Carollee Bengelsdorf, a Hampshire College professor emerita of politics, recently published Clandestinas: Women in the Cuban Revolutionary Underground, 1955–1959 (Duke University Press). Drawing on years of fieldwork and interviews with more than 30 women insurrectionists, she challenges the official story of the revolution, which tends to emphasize “the role of the guerrillas in the sierra in defeating the Batista dictatorship, thereby diminishing the centrality of the urban underground.”

“Clandestinas” were heavily concentrated in urban areas, minimizing their presence in official histories, and their roles are often portrayed as secondary or complementary to those of their male counterparts. Bengelsdorf’s work details the lives of these revolutionaries during and after the Batista dictatorship.

One reviewer calls the book “impossible to put down. It reads like a novel! Carolee Bengelsdorf’s book is of the utmost importance to those wanting to approach Cuban history from the perspective of the real participation of women insurrectionists and how their contributions have been silenced not only in Cuba but in Latin America as well.”

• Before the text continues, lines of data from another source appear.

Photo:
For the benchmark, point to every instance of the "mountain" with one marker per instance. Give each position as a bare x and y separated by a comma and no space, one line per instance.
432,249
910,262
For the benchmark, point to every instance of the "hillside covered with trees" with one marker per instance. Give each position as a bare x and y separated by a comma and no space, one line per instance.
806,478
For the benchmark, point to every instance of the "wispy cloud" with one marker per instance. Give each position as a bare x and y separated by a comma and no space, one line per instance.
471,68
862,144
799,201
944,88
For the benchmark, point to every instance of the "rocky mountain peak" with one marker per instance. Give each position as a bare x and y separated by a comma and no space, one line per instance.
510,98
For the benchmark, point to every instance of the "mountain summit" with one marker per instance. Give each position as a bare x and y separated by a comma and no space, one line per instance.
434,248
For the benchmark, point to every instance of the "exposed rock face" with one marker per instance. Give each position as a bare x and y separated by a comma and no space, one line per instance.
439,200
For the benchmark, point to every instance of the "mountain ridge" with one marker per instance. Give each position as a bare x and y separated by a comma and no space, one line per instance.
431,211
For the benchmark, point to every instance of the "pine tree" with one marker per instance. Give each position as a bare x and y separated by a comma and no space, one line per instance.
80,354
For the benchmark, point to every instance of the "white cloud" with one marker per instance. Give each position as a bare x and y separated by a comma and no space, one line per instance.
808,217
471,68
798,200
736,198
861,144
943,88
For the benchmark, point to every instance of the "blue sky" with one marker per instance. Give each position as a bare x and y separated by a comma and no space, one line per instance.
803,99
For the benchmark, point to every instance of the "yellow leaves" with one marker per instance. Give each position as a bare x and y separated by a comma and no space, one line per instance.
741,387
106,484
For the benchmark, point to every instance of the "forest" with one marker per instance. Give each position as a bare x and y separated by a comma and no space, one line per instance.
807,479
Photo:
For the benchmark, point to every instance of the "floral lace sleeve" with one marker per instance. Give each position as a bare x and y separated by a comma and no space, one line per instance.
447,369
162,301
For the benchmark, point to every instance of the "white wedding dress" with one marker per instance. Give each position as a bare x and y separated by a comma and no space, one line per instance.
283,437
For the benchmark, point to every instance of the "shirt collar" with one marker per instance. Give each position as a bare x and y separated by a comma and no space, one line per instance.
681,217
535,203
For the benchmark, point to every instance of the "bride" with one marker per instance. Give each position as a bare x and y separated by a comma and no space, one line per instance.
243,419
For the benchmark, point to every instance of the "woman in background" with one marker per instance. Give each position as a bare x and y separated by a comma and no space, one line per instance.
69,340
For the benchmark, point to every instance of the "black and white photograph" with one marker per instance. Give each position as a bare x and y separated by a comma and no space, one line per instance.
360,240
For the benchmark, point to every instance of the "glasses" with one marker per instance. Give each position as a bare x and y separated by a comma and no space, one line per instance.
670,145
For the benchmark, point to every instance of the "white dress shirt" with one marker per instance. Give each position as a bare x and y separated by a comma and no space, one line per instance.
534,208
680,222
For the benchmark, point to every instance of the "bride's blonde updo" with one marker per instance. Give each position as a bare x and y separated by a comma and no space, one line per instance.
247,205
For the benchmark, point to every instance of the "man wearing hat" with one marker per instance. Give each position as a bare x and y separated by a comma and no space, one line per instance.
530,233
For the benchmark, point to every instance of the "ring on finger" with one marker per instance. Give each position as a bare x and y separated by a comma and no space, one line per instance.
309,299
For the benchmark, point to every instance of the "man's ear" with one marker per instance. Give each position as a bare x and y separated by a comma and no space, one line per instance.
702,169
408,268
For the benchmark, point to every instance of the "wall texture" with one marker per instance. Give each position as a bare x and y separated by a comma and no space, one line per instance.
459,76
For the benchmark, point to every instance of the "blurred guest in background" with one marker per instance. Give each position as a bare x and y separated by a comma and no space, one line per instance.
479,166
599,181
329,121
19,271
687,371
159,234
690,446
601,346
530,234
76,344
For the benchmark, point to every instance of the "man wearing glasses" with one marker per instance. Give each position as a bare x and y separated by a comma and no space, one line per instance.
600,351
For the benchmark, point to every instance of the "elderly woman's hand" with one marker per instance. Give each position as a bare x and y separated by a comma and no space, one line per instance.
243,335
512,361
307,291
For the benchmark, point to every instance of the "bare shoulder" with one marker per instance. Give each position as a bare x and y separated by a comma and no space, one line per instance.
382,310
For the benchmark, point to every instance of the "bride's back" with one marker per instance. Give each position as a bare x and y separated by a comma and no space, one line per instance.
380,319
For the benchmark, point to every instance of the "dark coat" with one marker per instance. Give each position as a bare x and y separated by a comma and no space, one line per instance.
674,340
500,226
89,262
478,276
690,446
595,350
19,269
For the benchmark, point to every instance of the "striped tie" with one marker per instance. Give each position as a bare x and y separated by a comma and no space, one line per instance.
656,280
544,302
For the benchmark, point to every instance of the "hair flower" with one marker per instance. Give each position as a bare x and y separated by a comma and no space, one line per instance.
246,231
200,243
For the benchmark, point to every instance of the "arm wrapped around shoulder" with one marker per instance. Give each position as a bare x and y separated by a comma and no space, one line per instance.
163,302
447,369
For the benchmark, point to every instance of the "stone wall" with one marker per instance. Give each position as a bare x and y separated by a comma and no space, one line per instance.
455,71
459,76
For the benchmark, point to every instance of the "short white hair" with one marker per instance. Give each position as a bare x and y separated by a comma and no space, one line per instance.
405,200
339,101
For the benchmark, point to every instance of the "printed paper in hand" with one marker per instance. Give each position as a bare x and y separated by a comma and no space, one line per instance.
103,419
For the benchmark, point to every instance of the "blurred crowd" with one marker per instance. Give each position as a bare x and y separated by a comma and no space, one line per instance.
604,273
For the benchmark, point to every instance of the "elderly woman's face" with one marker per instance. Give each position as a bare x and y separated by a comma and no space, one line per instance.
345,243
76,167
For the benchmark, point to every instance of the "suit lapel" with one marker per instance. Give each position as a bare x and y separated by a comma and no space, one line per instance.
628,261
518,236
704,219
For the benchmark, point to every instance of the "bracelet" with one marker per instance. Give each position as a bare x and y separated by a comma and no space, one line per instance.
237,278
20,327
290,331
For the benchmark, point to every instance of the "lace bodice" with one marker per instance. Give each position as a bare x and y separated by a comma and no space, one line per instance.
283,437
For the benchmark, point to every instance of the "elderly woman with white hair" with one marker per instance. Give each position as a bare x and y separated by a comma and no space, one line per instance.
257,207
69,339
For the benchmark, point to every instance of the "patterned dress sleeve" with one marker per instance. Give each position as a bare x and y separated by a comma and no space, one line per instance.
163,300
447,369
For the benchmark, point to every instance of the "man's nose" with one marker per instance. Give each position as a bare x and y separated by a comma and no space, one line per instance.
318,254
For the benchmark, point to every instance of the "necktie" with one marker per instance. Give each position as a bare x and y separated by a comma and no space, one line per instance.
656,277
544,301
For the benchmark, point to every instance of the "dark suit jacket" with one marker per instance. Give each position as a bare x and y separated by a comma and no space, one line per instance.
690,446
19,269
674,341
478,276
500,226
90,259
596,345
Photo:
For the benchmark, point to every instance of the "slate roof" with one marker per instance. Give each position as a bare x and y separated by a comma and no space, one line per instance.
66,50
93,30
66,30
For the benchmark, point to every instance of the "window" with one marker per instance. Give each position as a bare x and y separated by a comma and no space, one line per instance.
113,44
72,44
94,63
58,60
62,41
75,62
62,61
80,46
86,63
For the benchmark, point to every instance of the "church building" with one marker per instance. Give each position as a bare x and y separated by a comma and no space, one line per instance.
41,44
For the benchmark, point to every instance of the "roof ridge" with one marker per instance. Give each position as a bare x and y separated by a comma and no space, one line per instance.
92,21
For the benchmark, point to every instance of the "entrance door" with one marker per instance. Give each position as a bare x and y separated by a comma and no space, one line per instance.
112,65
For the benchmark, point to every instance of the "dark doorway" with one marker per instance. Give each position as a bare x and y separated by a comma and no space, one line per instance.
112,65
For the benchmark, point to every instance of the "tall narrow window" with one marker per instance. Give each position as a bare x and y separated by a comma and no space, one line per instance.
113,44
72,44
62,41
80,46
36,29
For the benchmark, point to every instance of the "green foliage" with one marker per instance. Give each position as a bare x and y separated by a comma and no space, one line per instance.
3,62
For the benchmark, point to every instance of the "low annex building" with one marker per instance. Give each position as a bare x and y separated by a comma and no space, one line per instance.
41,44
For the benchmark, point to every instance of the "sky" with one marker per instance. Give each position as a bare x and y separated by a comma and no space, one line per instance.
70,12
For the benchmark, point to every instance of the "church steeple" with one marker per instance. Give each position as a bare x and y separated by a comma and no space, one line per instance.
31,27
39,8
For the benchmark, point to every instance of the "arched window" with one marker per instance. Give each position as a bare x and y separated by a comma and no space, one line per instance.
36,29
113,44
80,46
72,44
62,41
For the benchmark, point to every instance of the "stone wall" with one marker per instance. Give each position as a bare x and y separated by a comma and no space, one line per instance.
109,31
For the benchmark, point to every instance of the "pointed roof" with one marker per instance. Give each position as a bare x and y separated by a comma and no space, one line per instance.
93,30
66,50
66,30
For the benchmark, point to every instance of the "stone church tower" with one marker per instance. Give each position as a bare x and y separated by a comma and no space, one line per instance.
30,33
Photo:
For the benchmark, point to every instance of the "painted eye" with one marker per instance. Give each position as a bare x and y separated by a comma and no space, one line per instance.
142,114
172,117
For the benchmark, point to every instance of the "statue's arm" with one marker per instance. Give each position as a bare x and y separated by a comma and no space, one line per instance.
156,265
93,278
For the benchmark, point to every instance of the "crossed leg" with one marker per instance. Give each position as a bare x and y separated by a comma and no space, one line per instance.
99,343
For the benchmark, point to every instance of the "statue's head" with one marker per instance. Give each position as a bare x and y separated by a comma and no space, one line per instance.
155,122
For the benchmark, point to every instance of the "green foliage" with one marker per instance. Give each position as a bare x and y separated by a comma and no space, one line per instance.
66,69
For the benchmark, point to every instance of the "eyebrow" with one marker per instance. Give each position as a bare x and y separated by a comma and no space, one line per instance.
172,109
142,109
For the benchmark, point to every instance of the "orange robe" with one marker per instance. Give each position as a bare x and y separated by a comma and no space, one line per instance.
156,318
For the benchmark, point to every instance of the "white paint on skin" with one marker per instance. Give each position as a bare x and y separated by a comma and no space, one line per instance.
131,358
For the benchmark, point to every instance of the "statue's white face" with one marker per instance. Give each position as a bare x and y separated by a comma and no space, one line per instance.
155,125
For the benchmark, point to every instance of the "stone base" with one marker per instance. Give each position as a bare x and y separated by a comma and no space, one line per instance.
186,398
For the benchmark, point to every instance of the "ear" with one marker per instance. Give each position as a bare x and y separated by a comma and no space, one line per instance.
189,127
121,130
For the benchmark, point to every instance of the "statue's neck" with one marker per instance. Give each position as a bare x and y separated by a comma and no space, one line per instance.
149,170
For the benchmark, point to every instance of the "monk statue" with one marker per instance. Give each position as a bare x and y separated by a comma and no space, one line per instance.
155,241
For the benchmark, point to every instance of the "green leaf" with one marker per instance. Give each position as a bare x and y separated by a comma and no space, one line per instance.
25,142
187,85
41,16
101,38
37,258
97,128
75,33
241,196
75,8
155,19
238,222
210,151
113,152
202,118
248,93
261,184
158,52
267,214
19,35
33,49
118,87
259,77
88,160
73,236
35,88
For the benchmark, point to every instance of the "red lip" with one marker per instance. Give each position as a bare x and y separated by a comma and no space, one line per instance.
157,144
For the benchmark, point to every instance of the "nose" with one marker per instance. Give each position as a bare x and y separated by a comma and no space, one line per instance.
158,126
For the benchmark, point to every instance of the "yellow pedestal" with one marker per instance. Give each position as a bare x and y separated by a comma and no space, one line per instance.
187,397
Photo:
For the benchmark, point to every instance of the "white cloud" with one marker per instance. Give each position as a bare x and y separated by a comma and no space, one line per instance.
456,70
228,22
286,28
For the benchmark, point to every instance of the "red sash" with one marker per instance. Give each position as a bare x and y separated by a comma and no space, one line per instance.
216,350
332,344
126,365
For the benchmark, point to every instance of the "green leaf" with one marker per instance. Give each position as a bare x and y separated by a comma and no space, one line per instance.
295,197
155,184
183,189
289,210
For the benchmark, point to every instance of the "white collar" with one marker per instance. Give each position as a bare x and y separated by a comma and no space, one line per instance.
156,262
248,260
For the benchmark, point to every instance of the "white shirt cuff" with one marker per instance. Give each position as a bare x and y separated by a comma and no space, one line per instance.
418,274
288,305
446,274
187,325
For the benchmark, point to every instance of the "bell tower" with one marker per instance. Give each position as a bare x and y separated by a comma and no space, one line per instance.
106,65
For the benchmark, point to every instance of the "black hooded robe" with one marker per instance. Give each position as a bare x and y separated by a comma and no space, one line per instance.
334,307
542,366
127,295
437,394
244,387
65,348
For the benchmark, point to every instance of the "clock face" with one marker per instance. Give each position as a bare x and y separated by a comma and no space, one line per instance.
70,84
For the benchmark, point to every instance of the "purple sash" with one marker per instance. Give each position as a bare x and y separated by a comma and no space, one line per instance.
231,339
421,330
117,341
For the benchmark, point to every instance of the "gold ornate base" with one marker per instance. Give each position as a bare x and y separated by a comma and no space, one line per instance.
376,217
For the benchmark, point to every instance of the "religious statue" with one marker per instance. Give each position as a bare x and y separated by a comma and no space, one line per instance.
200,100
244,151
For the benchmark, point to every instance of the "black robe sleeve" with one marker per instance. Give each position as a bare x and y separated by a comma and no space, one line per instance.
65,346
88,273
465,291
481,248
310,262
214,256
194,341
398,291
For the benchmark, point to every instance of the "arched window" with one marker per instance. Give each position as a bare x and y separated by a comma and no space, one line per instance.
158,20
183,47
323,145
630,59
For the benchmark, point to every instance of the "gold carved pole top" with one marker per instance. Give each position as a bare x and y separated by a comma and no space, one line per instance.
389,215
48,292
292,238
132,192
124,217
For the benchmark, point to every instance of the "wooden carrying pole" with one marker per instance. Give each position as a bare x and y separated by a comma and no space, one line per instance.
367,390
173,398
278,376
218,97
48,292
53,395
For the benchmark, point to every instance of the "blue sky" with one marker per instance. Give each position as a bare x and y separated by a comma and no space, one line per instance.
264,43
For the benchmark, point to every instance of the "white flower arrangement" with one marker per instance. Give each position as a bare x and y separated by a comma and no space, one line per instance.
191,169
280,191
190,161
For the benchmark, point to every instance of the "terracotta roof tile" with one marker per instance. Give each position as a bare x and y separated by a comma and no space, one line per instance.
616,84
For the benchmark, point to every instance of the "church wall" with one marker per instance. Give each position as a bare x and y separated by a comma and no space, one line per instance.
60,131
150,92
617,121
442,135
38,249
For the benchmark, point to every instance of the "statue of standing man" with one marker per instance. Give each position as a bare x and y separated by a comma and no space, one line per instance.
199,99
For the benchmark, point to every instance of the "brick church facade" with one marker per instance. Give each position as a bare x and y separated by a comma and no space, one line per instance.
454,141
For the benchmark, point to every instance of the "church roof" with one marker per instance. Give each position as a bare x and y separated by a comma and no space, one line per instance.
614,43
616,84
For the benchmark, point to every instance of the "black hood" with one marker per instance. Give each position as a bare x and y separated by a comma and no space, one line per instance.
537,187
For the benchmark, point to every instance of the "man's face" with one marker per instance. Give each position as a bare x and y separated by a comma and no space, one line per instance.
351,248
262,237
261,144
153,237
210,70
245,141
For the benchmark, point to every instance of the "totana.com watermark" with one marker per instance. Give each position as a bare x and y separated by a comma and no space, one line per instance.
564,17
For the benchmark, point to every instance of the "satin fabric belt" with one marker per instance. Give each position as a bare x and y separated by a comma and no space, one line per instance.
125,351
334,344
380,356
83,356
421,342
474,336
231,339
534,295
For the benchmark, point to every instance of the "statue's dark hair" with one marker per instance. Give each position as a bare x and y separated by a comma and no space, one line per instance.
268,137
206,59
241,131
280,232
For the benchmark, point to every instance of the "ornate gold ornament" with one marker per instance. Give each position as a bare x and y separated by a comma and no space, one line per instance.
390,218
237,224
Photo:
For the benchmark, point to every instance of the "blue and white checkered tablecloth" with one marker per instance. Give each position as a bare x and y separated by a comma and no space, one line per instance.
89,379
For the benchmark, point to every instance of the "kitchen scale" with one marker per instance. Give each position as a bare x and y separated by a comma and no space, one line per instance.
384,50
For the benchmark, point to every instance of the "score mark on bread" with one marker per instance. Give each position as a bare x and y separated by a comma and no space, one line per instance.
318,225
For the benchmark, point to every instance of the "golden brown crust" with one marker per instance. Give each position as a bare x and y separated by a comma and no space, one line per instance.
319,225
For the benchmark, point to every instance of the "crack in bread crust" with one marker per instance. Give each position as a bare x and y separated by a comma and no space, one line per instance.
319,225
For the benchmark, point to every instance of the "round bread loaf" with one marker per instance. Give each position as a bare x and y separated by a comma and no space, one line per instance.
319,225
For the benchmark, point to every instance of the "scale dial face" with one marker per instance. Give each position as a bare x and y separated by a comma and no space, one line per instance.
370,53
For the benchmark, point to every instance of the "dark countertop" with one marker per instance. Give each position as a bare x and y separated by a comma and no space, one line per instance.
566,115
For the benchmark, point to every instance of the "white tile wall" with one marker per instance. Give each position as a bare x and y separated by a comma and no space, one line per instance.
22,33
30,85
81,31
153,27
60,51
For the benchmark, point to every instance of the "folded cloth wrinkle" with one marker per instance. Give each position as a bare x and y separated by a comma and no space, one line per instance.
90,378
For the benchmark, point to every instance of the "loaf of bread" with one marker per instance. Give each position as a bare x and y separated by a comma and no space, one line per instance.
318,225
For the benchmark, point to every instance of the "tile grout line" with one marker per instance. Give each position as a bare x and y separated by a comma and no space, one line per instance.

Bengelsdorf is also the author of The Problem of Democracy in Cuba: Between Vision and Reality and coeditor of Cuba in Transition. She has written extensively on Cuban politics and Cuban women.

She joined the Hampshire College faculty in 1973 and retired in 2015. In 2018, some of her former students established a scholarship fund in her honor.

Bengelsdorf will present at the Faculty Book Celebration with Professor Emeritus of History Aaron Burman 70F on Friday, October 17, as part of the Hampshire College 55th-Anniversary Celebration.